Prise de conscience au Rwanda

Rwanda

Pasteur dans le nord du Rwanda, Emmanuel  s’était toujours cru un mari modèle, jusqu’ à ce qu’un jour, après avoir participé à un programme de sensibilisation à la violence sexospécifique dans sa communauté, il se rende compte qu’il en allait tout autrement et qu’il avait même été, envers sa femme, d’une violence qui lui  faisait enfreindre la loi.

« Lorsque j’ai appris que mon comportement était inadmissible, j’ai changé », raconte-t-il. « Et j’ai promis de faire part de ce que j’avais appris aux autres hommes de ma communauté et d’ailleurs ».

A retenir

  • L’examen des procès-verbaux en matière de violence sexospécifique fait état de 428 cas d’agression physique, 307 cas de viols de personnes adultes, 1652 cas de viol d’enfants âgés de moins de 18 ans, et 75 cas d’homicide domestique.
  • Les inégalités sexospécifiques sont profondément inscrites dans la culture.
  • En 2009, le Parlement adopte la Charte relative à la violence sexospécifique.

Au Rwanda, un Centre de lutte contre la violence sexospécifique parrainé par l’ONU  et situé dans les locaux de la police nationale, fournit un soutien juridique et psychosocial aux victimes et s’emploie à sensibiliser le public et surtout les hommes, à la violence envers les femmes. Ce programme, administré conjointement par le Gouvernement du Rwanda et l’ONU, et soutenu par le PNUD, s’inscrit dans le cadre du programme de l’ONU « Unis dans l’action ».

Le programme sensibilise également les agents de police à la violence sexospécifique.

« En tant que responsables des enquêtes sur les cas de violence sexospécifique et domestique, les agents de police doivent comprendre le sens des inégalités entre les sexes et de la violence sexiste », explique Violet Kaberanze, consultante au Centre, qui dirige aussi un service d’assistance téléphonique. « Cela leur permet d’écouter les victimes, d’assimiler la violence perpétrée à l’égard des femmes à un problème ayant trait à la sécurité ainsi qu’aux droits de l’homme, et de faire preuve de compassion envers ces victimes-mêmes ».

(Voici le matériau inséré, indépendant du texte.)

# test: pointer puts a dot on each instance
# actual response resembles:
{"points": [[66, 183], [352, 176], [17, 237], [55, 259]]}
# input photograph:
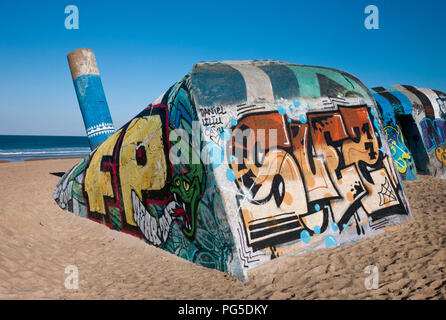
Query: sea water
{"points": [[20, 148]]}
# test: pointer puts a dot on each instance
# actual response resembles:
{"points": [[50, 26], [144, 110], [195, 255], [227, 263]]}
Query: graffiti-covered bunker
{"points": [[324, 179], [414, 120]]}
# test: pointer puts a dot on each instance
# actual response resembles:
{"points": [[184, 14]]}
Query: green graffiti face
{"points": [[186, 190]]}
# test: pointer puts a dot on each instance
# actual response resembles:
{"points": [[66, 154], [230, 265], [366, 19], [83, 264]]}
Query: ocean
{"points": [[20, 148]]}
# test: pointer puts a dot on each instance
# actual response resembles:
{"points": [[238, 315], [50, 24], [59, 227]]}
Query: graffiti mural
{"points": [[241, 162], [320, 172], [420, 116]]}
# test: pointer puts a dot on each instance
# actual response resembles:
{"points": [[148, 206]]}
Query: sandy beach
{"points": [[38, 240]]}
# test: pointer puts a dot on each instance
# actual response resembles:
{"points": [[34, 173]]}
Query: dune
{"points": [[38, 241]]}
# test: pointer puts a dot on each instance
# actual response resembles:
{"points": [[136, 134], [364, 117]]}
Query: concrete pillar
{"points": [[90, 94]]}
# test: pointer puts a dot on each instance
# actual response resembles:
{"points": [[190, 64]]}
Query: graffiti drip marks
{"points": [[325, 170]]}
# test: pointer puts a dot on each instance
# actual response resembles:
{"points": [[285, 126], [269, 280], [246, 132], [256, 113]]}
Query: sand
{"points": [[38, 240]]}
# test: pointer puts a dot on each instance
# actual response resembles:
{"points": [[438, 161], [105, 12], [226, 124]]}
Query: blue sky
{"points": [[143, 47]]}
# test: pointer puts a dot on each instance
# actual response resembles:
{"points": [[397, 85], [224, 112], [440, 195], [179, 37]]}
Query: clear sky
{"points": [[143, 47]]}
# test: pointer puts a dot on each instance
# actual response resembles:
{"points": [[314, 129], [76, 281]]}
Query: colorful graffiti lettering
{"points": [[320, 171], [400, 152]]}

L’un des premiers cas rapportés au Centre concernait une mère ayant découvert que sa fille de 14 ans avait été violée à de nombreuses reprises par son tuteur. Ne sachant vers qui d’autre se tourner, la mère a contacté l’administrateur d’un programme de l’ONU, qui l’a dirigée vers le Centre de lutte contre la violence sexospécifique situé dans les locaux de la police nationale.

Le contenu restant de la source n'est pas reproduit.